Astronomie populaire (Arago)/XVII/34

GIDE et J. BAUDRY (Tome 2p. 454-457).

CHAPITRE XXXIV

des comètes sort-elles tombées dans des étoiles ?


Nous avons rapporté précédemment que Pline fait mention d’une étoile qui, du temps d’Hipparque (il y a environ 2 000 ans), se montra tout à coup dans la région du nord, et donna à ce grand astronome l’idée du catalogue dont la science lui est redevable et que Ptolémée nous a conservé (liv. ix, chap. xxvii).

Nous avons vu également que ce phénomène se reproduisit en 1572 et en 1604.

L’étoile nouvelle de 1572 fut aperçue par Tycho Brahé le 11 novembre, au nord, dans la constellation de Cassiopée. Elle était plus brillante que la plus brillante étoile du ciel, que Sirius ; elle répandait presque autant de lumière que la planète Vénus. L’étoile de 1604, quand les disciples de Kepler la virent, le 10 octobre, au midi, dans le Serpentaire, surpassait Jupiter en éclat, quoique la nuit précédente elle eût paru très-petite. Au bout de quinze mois, il n’en restait plus aucune trace. L’étoile nouvelle de Cassiopée fut aussi visible pendant près d’une année et demie.

Nous avons cité plusieurs autres apparitions d’étoiles temporaires, et nous avons dit qu’un phénomène analogue a eu lieu sous nos yeux en 1848. On compterait aujourd’hui jusqu’à dix étoiles dont l’existence n’a pu être constatée que pendant un temps limité.

Les étoiles fixes sont de vrais soleils, autour desquels, suivant toute probabilité, circulent des planètes et des comètes. Les faits que je viens de rappeler prouvent qu’outre les étoiles lumineuses, il y a, dans les espaces célestes, des étoiles pour ainsi dire épuisées, éteintes, complétement obscures. Newton croyait que les étoiles de cette espèce redeviennent incandescentes, recouvrent subitement leur ancien éclat, lorsque des comètes venant à y tomber, fournissent un nouvel aliment à la combustion.

Si cette explication était adoptée, il en résulterait que, depuis les temps historiques, des comètes seraient tombées dix fois, sinon dans le Soleil encore resplendissant de notre système planétaire, du moins dans les soleils déjà encroûtés, autour desquels d’autres planètes, d’autres comètes effectuent leurs révolutions.

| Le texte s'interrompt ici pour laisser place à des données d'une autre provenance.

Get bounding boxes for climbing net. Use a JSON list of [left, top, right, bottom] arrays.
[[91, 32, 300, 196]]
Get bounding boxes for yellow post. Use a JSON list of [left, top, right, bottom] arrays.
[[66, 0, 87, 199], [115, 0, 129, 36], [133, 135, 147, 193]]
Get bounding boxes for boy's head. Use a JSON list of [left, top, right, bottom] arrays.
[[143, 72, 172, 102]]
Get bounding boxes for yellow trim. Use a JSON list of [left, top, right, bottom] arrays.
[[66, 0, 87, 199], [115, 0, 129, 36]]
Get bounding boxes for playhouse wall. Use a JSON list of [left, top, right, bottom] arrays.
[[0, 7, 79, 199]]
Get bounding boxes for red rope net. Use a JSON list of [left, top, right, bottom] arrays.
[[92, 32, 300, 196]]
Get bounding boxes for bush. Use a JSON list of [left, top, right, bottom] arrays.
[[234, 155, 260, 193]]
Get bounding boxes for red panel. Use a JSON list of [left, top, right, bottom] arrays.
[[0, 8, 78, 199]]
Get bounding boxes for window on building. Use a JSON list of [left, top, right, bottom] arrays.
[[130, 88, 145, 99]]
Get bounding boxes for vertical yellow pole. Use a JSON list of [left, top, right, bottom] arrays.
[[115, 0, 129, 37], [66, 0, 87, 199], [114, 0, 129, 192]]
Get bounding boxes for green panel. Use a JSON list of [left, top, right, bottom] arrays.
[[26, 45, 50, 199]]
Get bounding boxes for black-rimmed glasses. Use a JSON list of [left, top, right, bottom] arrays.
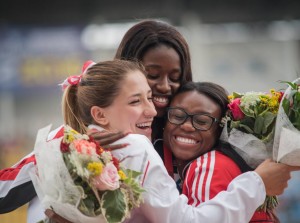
[[167, 107, 219, 131]]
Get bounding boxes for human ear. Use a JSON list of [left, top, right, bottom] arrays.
[[91, 106, 109, 127]]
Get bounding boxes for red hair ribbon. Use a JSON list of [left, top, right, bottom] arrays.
[[60, 60, 96, 90]]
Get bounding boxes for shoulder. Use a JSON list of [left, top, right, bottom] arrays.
[[47, 125, 64, 140], [113, 134, 158, 158], [189, 150, 240, 174]]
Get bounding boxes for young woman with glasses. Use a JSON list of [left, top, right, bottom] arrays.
[[164, 82, 277, 222]]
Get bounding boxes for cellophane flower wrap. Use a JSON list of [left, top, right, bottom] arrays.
[[221, 89, 282, 211], [31, 126, 144, 223], [273, 78, 300, 166]]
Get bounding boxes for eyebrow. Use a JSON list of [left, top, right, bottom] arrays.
[[130, 90, 152, 97]]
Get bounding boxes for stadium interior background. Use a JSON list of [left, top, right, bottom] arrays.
[[0, 0, 300, 223]]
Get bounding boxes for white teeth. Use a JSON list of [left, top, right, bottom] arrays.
[[153, 97, 169, 103], [176, 136, 197, 144], [136, 122, 152, 128]]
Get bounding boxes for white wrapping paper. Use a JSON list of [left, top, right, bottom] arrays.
[[273, 78, 300, 166], [31, 126, 106, 223]]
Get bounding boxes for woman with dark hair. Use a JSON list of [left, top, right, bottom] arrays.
[[164, 82, 278, 222], [115, 20, 192, 142]]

Le grand nom de Newton ne doit pas m’empêcher de faire remarquer que la comparaison de l’incandescence des corps célestes à celle des feux ordinaires ; que l’assimilation des comètes aux bûches qu’il faut jeter incessamment dans nos foyers pour y entretenir la combustion, ne reposent sur aucune analogie spécieuse. Personne n’ignore aujourd’hui que presque tous les corps, dans certaines conditions spéciales, et particulièrement dans certains états électriques, peuvent être rendus lumineux sans que rien se combine avec leur substance, sans que rien s’en dégage. Tel est le cas, par exemple, de deux charbons placés dans le vide, dont l’un touche au fil provenant de tel ou tel pôle d’une pile voltaïque un peu forte, tandis que l’autre est en communication avec le pôle opposé de la même pile ; car dès que les surfaces de ces charbons sont très-rapprochées, ils deviennent plus resplendissants que tous les feux terrestres connus. Cet éclat est même tel, qu’on s’est accordé à désigner la lumière qui en émane alors par le nom de lumière solaire.

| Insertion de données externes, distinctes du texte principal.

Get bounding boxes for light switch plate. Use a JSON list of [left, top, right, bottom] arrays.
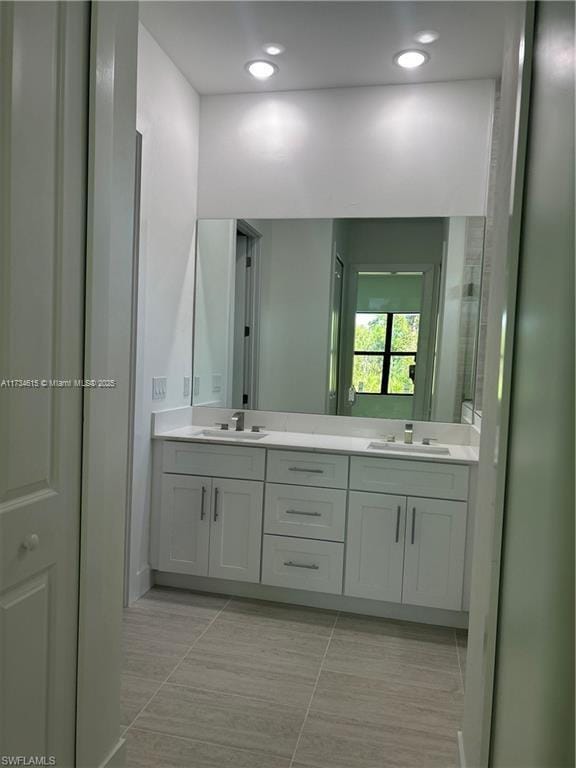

L’expérience dont je viens de parler est très-importante. Je ne dirai pas cependant qu’on puisse en déduire avec quelque certitude la conséquence que la lumière du Soleil et des étoiles est une lumière électrique ; mais on m’accordera, du moins, que le contraire n’est pas prouvé, et cela suffit pour faire rejeter dans le domaine des simples hypothèses, les raisonnements dont Newton s’étayait pour établir qu’il était tombé des comètes dans des étoiles.

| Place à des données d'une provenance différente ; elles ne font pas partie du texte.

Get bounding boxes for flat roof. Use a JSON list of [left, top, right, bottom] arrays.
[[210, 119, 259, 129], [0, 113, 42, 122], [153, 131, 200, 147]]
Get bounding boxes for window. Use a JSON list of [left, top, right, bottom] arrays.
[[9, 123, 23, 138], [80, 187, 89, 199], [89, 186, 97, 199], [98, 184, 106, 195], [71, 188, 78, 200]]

L’opinion que les comètes servent d’aliment au Soleil et aux étoiles n’est pas seulement consignée dans le célèbre livre des Principes ; je la trouve encore dans une pièce qui n’a vu le jour qu’après la mort de Newton, dans le récit d’une conversation que ce grand homme eut avec son neveu, M. Conduit, à l’âge de quatre-vingt-trois ans, et dont voici quelques passages :

« Je ne pourrais pas dire quand la comète de 1680 tombera dans le Soleil ; peut-être fera-t-elle encore cinq ou six révolutions ; mais quel que soit le moment où cela arrivera, la comète accroîtra à tel point la chaleur solaire que notre globe sera brûlé et que tous les animaux périront. Les étoiles nouvelles observées par Hipparque, Tycho et Kepler, ont dû avoir une cause de ce genre, car on ne saurait expliquer d’une autre manière la lumière éclatante dont elles brillent. »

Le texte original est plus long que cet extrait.